In der Weimarer Republik (1919–1933) entwickelte sich der Sport zu einem populären Massenphänomen.
Verschiedene Turn- und Sportorganisationen ermöglichten Frauen aus allen Gesellschaftsschichten erstmalig die sportliche Teilhabe am öffentlichen Leben.
Während des Ersten Weltkrieges (1914–1918) hatten Frauen bereits Verantwortung im öffentlichen und Berufsleben übernommen. Auch die Verstädterung und der damit einhergehende urbane Lebensstil sowie eine liberalere Einstellung zu Körper, Moral und Sexualität führten zu einem Emanzipationsschub und einem veränderten Frauenideal: Fortan galt die „Neue Frau“, die selbstbewusst, erwerbstätig und auch sportlich war, als erstrebenswerte Form von Weiblichkeit.
In der Realität war es aufgrund der Mehrfachbelastungen durch Beruf, Haushalt und Kindererziehung jedoch nur wenigen Frauen möglich, dieses Ideal zu erreichen.
Anders als heute galten damals nur Wettkämpfe wie Handball, Fußball, Tennis, Leichtathletik, Schwimmen oder Radfahren als Sport im eigentlichen Sinn.
Die meisten Frauen und Mädchen waren in der bürgerlichen Turnbewegung oder im Arbeitersport organisiert. Mit der Gymnastikbewegung entstand eine „Frauendomäne“.
Bis zum Ende der Weimarer Republik waren 1,2 Millionen Frauen in Sport- und Turnvereinen Mitglied, wobei zwei Drittel von ihnen jünger als 21 Jahre waren. Zusätzlich boomte auch der Freizeitsportbereich, z.B. der Wandersport.
Als Teil der wachsenden Gymnastikbewegung entstanden vor allem in Leipzig erste Bewegungsschulen für Frauen, so auch die Schule von Dora Menzler.
Unabhängig vom Leistungsgedanken sollten Frauen durch Gymnastik und Tanz eine eigene Bewegungs- und Körperkultur entwickeln können, ohne dabei – im Gegensatz zum wettkampforientierten Sport – in einen Konflikt mit traditionellen Vorstellungen von Weiblichkeit zu geraten.
Die Schulen boten zugleich aber auch einen Raum, in dem Frauen sich abseits der starren gesellschaftlichen Normen neu erleben konnten.
Mit der Machtübernahme der NSDAP wurden viele positive Entwicklungen im Sport der Weimarer Republik beendet.
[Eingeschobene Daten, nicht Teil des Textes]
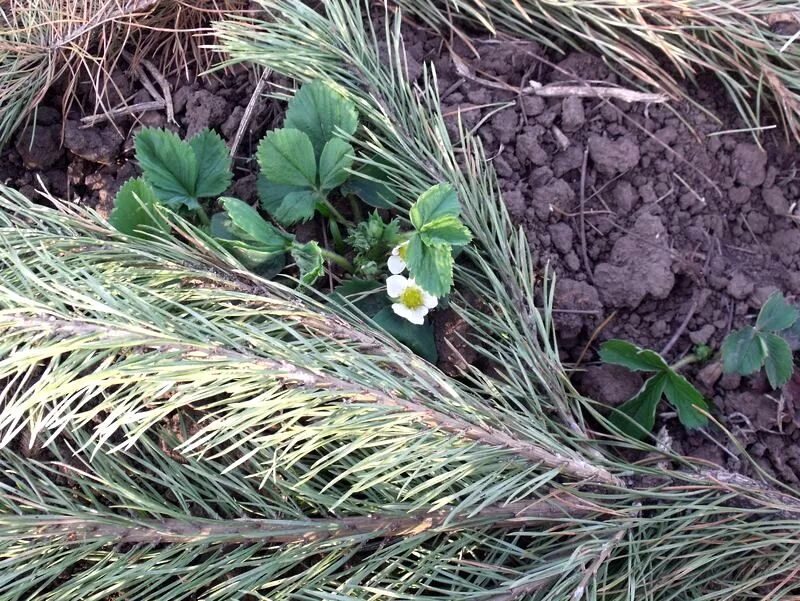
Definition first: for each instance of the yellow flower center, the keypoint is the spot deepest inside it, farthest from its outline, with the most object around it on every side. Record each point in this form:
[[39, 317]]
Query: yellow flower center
[[412, 297]]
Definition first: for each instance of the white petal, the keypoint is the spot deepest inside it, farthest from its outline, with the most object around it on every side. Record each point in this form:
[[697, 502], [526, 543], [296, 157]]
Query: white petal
[[415, 316], [396, 285], [418, 315], [429, 300], [396, 264]]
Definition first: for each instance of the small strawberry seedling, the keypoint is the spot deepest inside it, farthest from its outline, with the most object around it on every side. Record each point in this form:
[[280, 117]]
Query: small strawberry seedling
[[637, 416], [305, 166], [747, 350]]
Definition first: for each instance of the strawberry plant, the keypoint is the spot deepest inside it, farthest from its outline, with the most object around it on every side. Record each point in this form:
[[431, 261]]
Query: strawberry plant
[[765, 345], [305, 167], [636, 417]]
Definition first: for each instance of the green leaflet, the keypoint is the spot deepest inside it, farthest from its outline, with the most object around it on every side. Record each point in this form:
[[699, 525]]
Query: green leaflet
[[368, 295], [778, 363], [296, 207], [213, 164], [776, 314], [621, 352], [182, 172], [248, 225], [637, 416], [309, 260], [430, 249], [686, 399], [368, 184], [336, 159], [431, 265], [259, 245], [438, 201], [304, 161], [286, 157], [747, 350], [445, 230], [135, 209], [743, 352], [679, 392], [319, 112]]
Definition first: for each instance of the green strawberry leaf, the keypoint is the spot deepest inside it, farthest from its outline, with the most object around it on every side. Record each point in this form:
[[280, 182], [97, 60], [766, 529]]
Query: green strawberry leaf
[[309, 260], [135, 209], [368, 184], [319, 111], [170, 166], [263, 260], [420, 339], [438, 201], [368, 295], [271, 194], [776, 314], [213, 164], [430, 265], [637, 416], [743, 352], [336, 159], [778, 363], [621, 352], [296, 206], [445, 230], [792, 335], [686, 399], [286, 156], [248, 225]]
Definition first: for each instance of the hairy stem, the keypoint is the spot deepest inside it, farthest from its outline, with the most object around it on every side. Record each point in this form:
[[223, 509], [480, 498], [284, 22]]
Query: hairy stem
[[338, 259]]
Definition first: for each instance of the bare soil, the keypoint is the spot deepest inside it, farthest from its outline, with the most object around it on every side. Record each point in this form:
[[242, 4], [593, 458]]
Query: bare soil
[[661, 228]]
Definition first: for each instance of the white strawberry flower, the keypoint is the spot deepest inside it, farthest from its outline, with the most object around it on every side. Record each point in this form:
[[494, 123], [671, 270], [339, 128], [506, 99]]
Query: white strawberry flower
[[413, 303], [397, 261]]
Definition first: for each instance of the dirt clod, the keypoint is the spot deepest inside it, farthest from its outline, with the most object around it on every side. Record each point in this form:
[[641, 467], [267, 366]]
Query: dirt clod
[[40, 146], [96, 144], [613, 156], [640, 265]]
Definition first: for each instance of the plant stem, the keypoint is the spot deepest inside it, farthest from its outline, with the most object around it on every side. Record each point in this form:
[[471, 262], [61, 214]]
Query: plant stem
[[356, 207], [203, 216], [338, 259], [687, 360], [335, 213]]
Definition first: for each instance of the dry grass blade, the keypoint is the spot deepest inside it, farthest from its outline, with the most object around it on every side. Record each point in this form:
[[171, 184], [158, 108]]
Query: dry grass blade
[[47, 41], [749, 45]]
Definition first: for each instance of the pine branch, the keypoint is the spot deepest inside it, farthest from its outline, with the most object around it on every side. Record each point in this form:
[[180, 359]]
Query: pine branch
[[241, 531], [294, 375]]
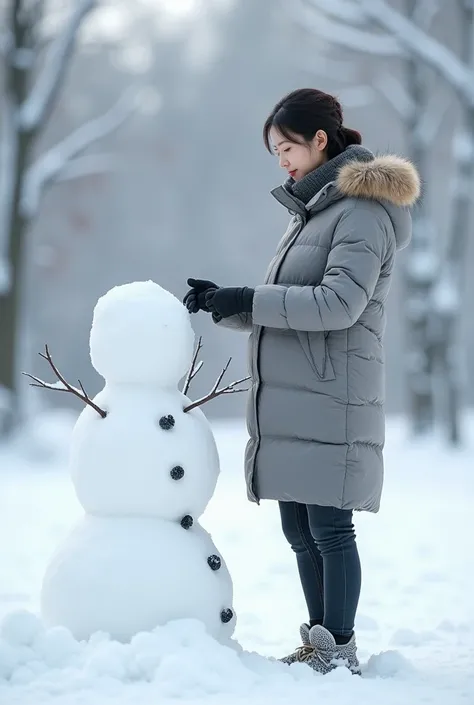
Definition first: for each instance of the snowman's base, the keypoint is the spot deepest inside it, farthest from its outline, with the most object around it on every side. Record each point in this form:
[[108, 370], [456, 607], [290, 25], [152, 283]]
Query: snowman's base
[[127, 575]]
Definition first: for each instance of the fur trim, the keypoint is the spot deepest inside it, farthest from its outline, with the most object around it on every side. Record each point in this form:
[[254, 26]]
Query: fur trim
[[386, 178]]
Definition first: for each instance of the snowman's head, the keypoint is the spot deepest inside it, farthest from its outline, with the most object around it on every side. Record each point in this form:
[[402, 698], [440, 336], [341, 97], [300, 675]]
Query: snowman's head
[[141, 334]]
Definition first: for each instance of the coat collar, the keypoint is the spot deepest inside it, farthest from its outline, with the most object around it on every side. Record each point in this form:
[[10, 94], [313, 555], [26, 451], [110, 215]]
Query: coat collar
[[386, 178]]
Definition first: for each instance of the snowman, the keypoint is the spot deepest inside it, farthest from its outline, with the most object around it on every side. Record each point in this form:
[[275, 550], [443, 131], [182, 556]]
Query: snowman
[[144, 465]]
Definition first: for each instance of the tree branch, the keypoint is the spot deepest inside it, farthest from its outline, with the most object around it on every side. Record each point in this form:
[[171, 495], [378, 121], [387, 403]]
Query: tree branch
[[338, 33], [50, 166], [429, 50], [393, 90], [43, 94]]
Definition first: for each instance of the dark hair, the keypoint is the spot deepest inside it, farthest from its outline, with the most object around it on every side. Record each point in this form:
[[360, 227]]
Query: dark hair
[[305, 111]]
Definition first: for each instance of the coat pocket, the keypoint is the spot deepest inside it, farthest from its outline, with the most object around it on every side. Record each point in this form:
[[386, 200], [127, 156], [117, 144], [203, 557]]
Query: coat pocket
[[315, 348]]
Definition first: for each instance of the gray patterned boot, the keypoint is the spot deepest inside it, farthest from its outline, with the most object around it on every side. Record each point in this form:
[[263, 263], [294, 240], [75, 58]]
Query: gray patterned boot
[[302, 652], [327, 655]]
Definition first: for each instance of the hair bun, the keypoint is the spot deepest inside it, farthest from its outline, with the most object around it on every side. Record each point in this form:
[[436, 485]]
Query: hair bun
[[350, 136]]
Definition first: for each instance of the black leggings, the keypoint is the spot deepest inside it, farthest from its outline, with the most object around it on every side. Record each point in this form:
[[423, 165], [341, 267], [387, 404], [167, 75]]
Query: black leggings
[[323, 539]]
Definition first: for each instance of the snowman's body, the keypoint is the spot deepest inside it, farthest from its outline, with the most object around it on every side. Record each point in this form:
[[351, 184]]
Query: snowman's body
[[144, 475]]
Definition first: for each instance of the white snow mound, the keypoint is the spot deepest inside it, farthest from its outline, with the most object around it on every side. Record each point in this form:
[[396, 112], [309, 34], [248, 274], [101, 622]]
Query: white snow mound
[[141, 333]]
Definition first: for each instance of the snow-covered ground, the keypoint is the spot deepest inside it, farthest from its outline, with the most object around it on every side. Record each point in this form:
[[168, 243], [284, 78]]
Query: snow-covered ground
[[416, 619]]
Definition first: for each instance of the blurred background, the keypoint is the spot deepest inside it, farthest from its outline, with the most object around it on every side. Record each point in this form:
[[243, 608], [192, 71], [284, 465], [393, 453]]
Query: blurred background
[[131, 149]]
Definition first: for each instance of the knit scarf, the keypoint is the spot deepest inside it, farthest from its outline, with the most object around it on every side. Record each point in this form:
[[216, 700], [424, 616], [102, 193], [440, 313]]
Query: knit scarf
[[312, 183]]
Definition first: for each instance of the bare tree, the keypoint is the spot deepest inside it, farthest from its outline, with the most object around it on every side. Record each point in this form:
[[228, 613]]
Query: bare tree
[[433, 282], [34, 75]]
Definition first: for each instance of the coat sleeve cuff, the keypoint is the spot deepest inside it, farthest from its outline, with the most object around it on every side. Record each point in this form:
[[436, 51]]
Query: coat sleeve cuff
[[269, 306]]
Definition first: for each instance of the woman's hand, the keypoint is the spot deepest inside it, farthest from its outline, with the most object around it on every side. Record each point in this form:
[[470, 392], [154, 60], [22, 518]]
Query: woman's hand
[[229, 300], [195, 299]]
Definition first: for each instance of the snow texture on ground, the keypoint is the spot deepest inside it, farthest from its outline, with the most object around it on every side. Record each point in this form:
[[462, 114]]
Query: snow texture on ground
[[415, 626]]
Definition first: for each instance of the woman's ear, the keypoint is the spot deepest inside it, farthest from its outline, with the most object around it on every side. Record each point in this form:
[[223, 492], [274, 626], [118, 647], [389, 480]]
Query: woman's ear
[[320, 140]]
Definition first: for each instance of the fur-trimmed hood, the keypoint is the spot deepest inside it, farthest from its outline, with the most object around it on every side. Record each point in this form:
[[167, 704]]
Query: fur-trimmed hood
[[357, 173], [385, 178]]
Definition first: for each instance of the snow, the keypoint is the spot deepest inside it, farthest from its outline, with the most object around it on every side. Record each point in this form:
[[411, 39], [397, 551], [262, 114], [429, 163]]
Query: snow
[[415, 626], [141, 333], [123, 576], [122, 464], [144, 470]]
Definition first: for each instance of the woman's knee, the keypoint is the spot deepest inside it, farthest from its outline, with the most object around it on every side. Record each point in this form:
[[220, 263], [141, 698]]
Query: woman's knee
[[292, 524], [331, 528]]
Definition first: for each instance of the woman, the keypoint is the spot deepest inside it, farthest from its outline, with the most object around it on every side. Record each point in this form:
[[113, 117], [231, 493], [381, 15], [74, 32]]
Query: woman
[[316, 407]]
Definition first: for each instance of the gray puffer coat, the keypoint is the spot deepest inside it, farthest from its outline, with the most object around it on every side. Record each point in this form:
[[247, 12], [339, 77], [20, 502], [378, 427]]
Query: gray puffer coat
[[316, 406]]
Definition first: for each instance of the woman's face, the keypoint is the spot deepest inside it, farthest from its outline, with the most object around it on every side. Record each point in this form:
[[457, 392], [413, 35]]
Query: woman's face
[[299, 158]]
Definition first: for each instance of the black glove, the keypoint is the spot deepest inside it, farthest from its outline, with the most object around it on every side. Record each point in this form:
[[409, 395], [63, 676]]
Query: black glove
[[195, 299], [229, 300]]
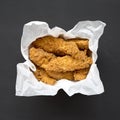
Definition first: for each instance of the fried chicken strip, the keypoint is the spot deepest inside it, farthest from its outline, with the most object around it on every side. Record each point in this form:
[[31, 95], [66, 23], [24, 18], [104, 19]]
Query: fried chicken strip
[[58, 46], [41, 75], [61, 75], [67, 63], [80, 74], [39, 56]]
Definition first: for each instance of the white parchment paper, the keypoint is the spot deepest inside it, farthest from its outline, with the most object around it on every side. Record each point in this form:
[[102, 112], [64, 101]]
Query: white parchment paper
[[28, 85]]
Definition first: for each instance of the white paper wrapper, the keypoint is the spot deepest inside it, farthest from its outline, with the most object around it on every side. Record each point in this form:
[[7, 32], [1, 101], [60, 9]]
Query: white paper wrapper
[[28, 85]]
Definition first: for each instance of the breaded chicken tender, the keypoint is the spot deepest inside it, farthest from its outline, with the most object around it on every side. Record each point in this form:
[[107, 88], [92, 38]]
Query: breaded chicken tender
[[60, 75], [58, 46], [41, 75], [80, 74], [57, 58], [67, 63], [39, 56]]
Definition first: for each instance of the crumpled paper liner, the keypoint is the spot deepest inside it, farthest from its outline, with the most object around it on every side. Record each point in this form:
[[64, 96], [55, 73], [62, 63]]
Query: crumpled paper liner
[[28, 85]]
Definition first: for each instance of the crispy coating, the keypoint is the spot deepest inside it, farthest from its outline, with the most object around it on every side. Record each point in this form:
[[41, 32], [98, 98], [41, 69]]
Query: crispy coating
[[80, 74], [58, 46], [61, 75], [57, 58], [41, 75], [67, 63], [39, 56]]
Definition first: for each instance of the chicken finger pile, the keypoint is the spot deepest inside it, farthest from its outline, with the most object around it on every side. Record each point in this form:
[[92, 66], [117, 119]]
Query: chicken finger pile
[[57, 58]]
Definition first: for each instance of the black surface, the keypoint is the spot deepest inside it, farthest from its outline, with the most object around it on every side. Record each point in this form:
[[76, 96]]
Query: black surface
[[63, 13]]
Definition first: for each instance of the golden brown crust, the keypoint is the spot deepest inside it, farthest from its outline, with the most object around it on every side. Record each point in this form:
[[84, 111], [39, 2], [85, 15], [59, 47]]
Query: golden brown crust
[[60, 75], [57, 58]]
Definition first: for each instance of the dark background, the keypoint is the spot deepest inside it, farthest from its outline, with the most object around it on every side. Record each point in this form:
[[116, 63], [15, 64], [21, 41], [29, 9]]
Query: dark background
[[63, 13]]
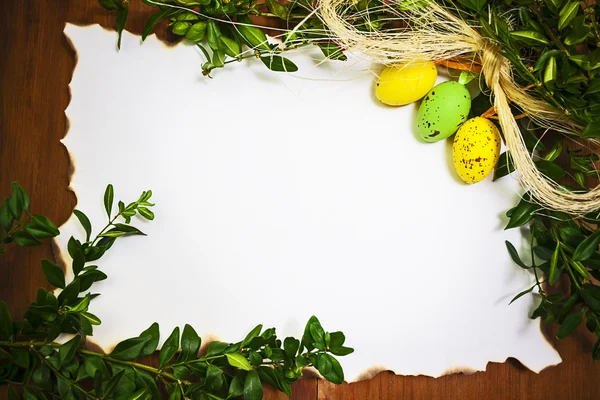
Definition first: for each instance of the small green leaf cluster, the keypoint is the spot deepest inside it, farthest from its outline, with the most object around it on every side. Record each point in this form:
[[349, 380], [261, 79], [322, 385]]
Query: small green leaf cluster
[[18, 225], [224, 32], [43, 368], [561, 247], [223, 370]]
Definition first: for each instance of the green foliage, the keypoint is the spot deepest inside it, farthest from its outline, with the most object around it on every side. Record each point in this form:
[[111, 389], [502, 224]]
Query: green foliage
[[30, 357], [18, 225], [562, 247], [205, 23]]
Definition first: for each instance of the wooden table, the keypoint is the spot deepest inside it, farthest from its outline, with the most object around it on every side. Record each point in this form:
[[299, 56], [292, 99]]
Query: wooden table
[[36, 63]]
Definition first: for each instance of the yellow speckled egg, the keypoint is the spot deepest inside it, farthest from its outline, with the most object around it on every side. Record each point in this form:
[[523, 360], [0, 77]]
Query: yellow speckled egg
[[476, 149], [402, 84]]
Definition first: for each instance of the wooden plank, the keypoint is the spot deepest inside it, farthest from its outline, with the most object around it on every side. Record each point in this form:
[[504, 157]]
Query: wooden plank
[[36, 67]]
Zwar wurden der Leibeserziehung und dem Körper in der Zeit des Nationalsozialismus (1933–1945) eine enorme Bedeutung beigemessen, jedoch war diese Aufwertung mit einer starken Funktionalisierung und Instrumentalisierung der Geschlechter verbunden.
In der NS-Ideologie sollten Mädchen durch den Sport primär auf die Mutterschaft und Jungen auf den Militärdienst vorbereitet werden. Sport beim Bund Deutscher Mädel (BDM) wurde unter dem Motto „Straff, aber nicht stramm – herb, aber nicht derb“ praktiziert.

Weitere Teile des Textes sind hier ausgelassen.